A Treviso nasce la casa della Prevenzione Femminile

334

Centro di medicina fa un ulteriore passo verso le donne del territorio. Tra le novità presentate nel corso della cerimonia di inaugurazione di quello che si propone come uno spazio dedicato alla prevenzione al femminile, particolarmente rilevante la nascita del nuovo Reparto di Ginecologia e Ostetricia. Nel nuovo piano in sopraelevazione, il cui ampliamento realizzato in 9 mesi offre ora 1.000 metri2 ulteriori, 6 dei 12 nuovi ambulatori della clinica di Villorba sono dedicati alla Ginecologia, con ecografi ginecologici di ultima generazione per seguire le donne di tutte le età grazie al supporto di un’équipe composta da circa 20 specialisti. Il nuovo piano ha visto l’installazione di un nuovo ascensore unitamente a un generale ammodernamento della struttura, sia interno sia esterno; 360 gli addetti tra medici specialisti e personale a supporto, riferimento ogni anno per circa 150mila pazienti. Presenti anche nuovi ambulatori dedicati alla Dermatologia e all’Otorinolaringoiatria (ORL), così come anche un’ala dedicata all’Odontoiatria e Stomatologia.

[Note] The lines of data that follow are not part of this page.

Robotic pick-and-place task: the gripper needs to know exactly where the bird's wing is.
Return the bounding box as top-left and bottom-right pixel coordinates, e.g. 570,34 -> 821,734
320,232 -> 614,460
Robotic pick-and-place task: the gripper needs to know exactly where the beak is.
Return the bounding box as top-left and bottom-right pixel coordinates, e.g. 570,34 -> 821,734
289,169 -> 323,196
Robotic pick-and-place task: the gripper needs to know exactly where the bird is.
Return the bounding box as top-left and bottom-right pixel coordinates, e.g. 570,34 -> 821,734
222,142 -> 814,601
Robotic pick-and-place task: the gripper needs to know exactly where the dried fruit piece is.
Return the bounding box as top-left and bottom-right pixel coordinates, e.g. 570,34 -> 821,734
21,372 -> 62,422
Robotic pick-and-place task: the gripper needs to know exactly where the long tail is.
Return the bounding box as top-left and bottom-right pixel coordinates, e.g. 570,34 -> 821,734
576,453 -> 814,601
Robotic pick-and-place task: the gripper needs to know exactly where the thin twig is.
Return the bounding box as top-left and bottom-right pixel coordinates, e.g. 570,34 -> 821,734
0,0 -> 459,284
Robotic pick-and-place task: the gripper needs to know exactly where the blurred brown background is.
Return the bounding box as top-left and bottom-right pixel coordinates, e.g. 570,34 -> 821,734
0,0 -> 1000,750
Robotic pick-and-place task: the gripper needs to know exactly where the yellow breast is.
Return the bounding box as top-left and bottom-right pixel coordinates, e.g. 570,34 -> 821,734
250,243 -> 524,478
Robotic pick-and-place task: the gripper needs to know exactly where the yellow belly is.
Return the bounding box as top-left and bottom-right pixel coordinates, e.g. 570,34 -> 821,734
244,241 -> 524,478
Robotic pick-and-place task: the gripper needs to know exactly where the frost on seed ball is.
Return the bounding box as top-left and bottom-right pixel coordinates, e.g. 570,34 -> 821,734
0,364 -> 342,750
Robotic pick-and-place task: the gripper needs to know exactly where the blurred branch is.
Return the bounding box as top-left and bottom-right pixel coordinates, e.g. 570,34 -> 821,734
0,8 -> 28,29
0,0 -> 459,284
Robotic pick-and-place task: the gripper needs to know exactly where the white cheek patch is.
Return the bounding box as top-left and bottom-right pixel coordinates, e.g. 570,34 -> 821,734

“Credo moltissimo nel tema dello screening a tutti i livelli”, dichiara la presidente della V Commissione Sanità Regione del Veneto, Sonia Brescacin. “Quindi ritengo di interesse generale tutti gli investimenti in diagnosi precoce e prevenzione, fondamentali non solo per noi donne ma per l’intera popolazione. Ringrazio i medici e i lavoratori del Gruppo per il lavoro che fanno. Nel futuro vedo sempre più un nuovo modo di relazionarsi, tra pubblico e privato accreditato, una collaborazione destinata a fare ancora molta strada.”

Uno Spazio al femminile dove trovare percorsi dedicati alla prevenzione giovanile, controllo della gravidanza fisiologica e diagnosi prenatale, prevenzione oncologica, diagnosi e cura nella menopausa, procreazione medicalmente assistita, grazie alla sinergia con gli altri servizi della Clinica ambulatoriale. “La pandemia ci ha insegnato il valore della salute, sopra l’economia, ma ha anche cambiato il modo di fare sanità e di concepire gli spazi, più ampi e confortevoli, più sicuri per chi ci lavora e per i pazienti”, afferma l’ad Gruppo Centro di medicina, Vincenzo Papes. “Con questo intervento inoltre abbiamo inaugurato una nuova organizzazione interna in Reparti, dedicati alle branche specialistiche, con apparecchiature di eccellenza e professionisti che dialoghino tra loro. In questi mesi abbiamo continuato ad investire consapevoli che crescere è fondamentale, diremo l’unica via, per dare risposte adeguate ai bisogni di salute della popolazione.”

Di rilievo anche la dotazione nella Radiologia di un nuovo mammografo 3D con tomosintesi smart curve; entro 6 mesi, sarà disponibile anche – per le indagini di secondo livello – una risonanza magnetica 1,5 tesla. “È fondamentale che le donne siano sensibili alla prevenzione perché è l’arma fondamentale contro il tumore al seno”, spiega Stefania Gava, radiologa senologa. “Grazie alla tomosintesi possiamo effettuare indagini ancora più precise. Questa è una tecnologia che aiuta lo specialista e rende l’esame clinico strumentale davvero efficace, anche nel caso delle giovani donne e dei seni densi.”